Leni’s questions – a statement on the government’s drug war

Ngayon ang tanong ko: Ano bang kinatatakutan ninyo?

Ano ba ang kinatatakutan ninyong malaman ko?

Ano ba ang kinatatakutan ninyong malaman ng taumbayan?

Now my question: what are you afraid of?

What are you afraid of me to know?

What are you afraid of knowing the people?

With those questions, Vice President Leni Robredo painted to the public the real problem in the Duterte government’s battle against illegal drugs which has not shown signs of decreasing despite the loss of more than 20,000 lives (government will admit to only about 6,000).

Robredo asked the question after he was fired by Duterte as co-chair of the Inter-Agency Committee on Anti-Illegal Drugs late evening of Sunday for reasons that Malacañang has muddled in its nine-page statement.

In one paragraph, the statement said, it was “in response to the suggestion of Liberal Party President, Senator Francis Pangilinan, to just fire the Vice President from her post” and to the “taunt and dare of VP Robredo for the President to just tell her that he wants her out.”

That’s childish.

The firing of Robredo came a day after Duterte apologized to her for believing the falsehood given to him by his minions that she has invited the United Nations' investigators to look into the drug problem.
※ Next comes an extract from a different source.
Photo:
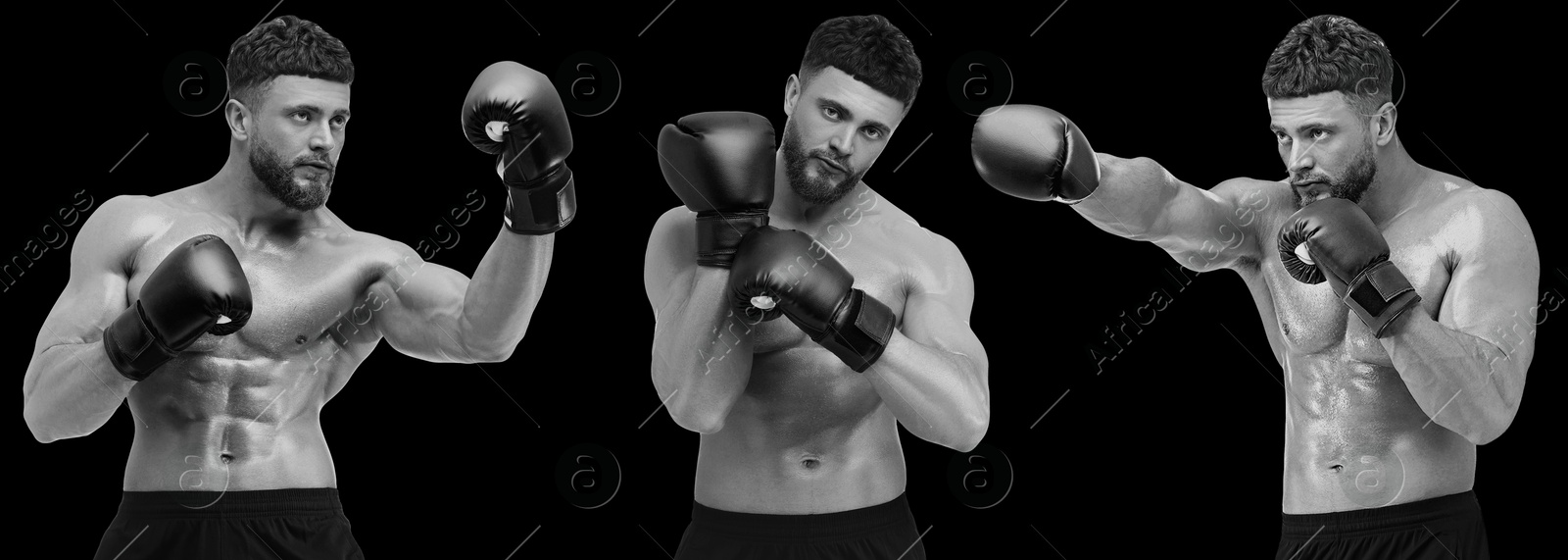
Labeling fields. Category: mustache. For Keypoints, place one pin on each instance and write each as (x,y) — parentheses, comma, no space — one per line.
(841,162)
(321,162)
He thought Philem Kine, former deputy director for Asia, a non-government group, was a UN official.

Duterte took it against Robredo that she met with the United Nations and the United States embassy officials.

That’s part of her knowing the landscape that she was overseeing. What’s wrong with that? As Robredo asked, “what are you afraid of?

Malacañang unwittingly admitted the Duterte administration’s vulnerability when it mentioned in the statement Robredo’s “request for police data” which they suspected is to validate“the falsity of their arguments that the extra-judicial killings are state-sponsored. “

The police data on death related to the illegal campaign has become a state secret. Not even a Supreme Court order could make the police release to the families of the victims the information on the circumstances of the death of their kins.

That list must contain damaging information to those in power because even Philippine Drug Enforce Agency head Aaron Aquino, who we regard highly for standing firmly on the shabu-in-magnetic- filters case and for helping unmask then Police Chief Oscar Albayalde, turned impertinent when Robredo asked for the list of high-value targets in the drug war, which includes drug lords.

That’s why we are intrigued by Bong Go, a senator who remains Duterte’s prime minion, becoming shrill with his ‘kill drug lords” rant against Robredo.

Go was frothing in the mouth defending the President’s firing of Robredo: “Sa dalawang linggong n’ya (as ICAD co-chair) meron bang namatay na drug lord?” he asked.

We would like to ask Go. Of the more than 20,000 killed in the drug war or let’s go by the government figure of 6,000, in the three and half years of Duterte’s presidency, how many were drug lords?

Was 17-year Kian de los Santos, who was dragged to a corner of the street killed while pleading “Tama na po, tama na po, may test pa ako bukas” a drug lord?

Raymart Siapno, a 19 year old handicap, who was given a gun by policemen ordered to run. Raymart could not becausehe was born with two club feet. Policemen killed him while he was on his knees. Was he a drug lord?

There are many more.

Robredo asked the questions we want to ask Duterte and his men:

Ano bang kinatatakutan ninyo?

Ano ba ang kinatatakutan ninyong malaman ko?

Ano ba ang kinatatakutan ninyong malaman ng taumbayan?